At first I noticed some new posts and was excited someone was helping to add content to the site. Then I read closely and discovered it was subtle spam for paid web service unrelated to xmlsh or even xml. I edited out that part leaving in the good part which was added. Then today I discover pure graffiti, a plain web link added to the top of the page.

This "community authoring" model might work for something heavily trafficked like wikipedia, but its not working for me. I beg my friends to add content, but instead strangers login and spam the site. I don't have the time to keep up after it so I've turned it off.

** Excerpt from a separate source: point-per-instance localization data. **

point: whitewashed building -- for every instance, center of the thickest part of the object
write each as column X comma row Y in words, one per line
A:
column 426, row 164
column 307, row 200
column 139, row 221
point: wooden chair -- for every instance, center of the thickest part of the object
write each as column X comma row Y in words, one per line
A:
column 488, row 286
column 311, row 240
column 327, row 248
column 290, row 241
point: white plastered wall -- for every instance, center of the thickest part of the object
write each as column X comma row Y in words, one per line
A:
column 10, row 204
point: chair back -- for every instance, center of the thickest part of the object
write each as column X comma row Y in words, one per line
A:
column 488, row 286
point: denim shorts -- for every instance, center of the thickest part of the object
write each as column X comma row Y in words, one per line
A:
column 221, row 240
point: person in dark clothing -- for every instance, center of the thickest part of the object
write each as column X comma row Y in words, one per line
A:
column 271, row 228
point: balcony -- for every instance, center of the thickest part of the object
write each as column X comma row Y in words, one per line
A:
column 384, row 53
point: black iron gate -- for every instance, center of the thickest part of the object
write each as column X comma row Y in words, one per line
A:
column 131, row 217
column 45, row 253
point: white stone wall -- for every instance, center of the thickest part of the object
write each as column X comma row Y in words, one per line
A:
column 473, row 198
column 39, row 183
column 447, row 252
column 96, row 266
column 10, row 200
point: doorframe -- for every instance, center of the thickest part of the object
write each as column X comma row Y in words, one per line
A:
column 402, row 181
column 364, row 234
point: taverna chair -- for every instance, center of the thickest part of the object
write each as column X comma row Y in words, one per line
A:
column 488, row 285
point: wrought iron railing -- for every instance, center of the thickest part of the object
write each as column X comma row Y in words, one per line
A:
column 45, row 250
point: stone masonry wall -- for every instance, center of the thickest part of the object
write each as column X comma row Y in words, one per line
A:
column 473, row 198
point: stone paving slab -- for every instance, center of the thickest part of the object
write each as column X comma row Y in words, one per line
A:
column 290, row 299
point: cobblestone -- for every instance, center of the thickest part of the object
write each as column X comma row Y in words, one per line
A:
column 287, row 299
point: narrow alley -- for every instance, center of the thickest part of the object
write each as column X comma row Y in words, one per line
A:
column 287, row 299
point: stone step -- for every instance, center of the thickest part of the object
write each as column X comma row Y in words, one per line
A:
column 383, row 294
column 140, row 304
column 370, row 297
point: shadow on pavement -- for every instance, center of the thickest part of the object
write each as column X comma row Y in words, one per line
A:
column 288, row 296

If you would like to add non-spam content or even correct bad spelling, please let me know and I'll gladly register you and send you the login. If you want to add spam you'll have to try a little harder now. Sorry.

Wednesday, May 13, 2009

Working on Documentation

As part of moving into Alpha2 and preparing for Beta, I'm slowly working on the documentation.  This is in wiki format on the main site (http://www.xmlsh.org)

Any comments or suggestions on how to improve the documentation greatly welcome. 
Any volunteers to help with documentation even more welcome !

There's a dual purpose for documention.  First, of course, is to help document things so people can use it.  (even for me, I actually just stumbled on a feature I forgot I implemented).

But the other purpose is to flesh out problems that are not obvious in the test cases or the code, but become obvious when documenting.  For example I just realized (and fixed) that the only named port was "error", I hadnt actually implemented the implicit stdin/stdout as named ports.  I only discovered this while cleaning up the port redirection page.

The problem with the 2nd part is its way too easy to get sidetracked and start working on implementation ... 1 minute of documentation can easily lead to hours of implementation ... and hence thats why the docs are in such bad shape :(

Suggestions on what to focus on and how to avoid getting caught up in implementation welcome.

Friday, May 8, 2009

Alpha 2 released

I think this is a major milestone. I released Alpha 2 today (0.0.2.0).
While these version numbers are somewhat arbitrary they are a mental guide.
With Alpha 2 I have semi-formally "frozen" the syntax and will focus on stability, minor feature enhancements and command enhancements while attempting to not change the syntax or at least not change it in an incompatible way. It would be foolish to promise I wont add new syntax (Thinking of try/catch for example ...) But I am going to try to keep any syntax changes minimal and compatible.

I believe this release is ready for production environments, in controlled situations. At my day job, xmlsh has been running in production for about 9 months so you can be assured that I'm not going to do anything that would break that.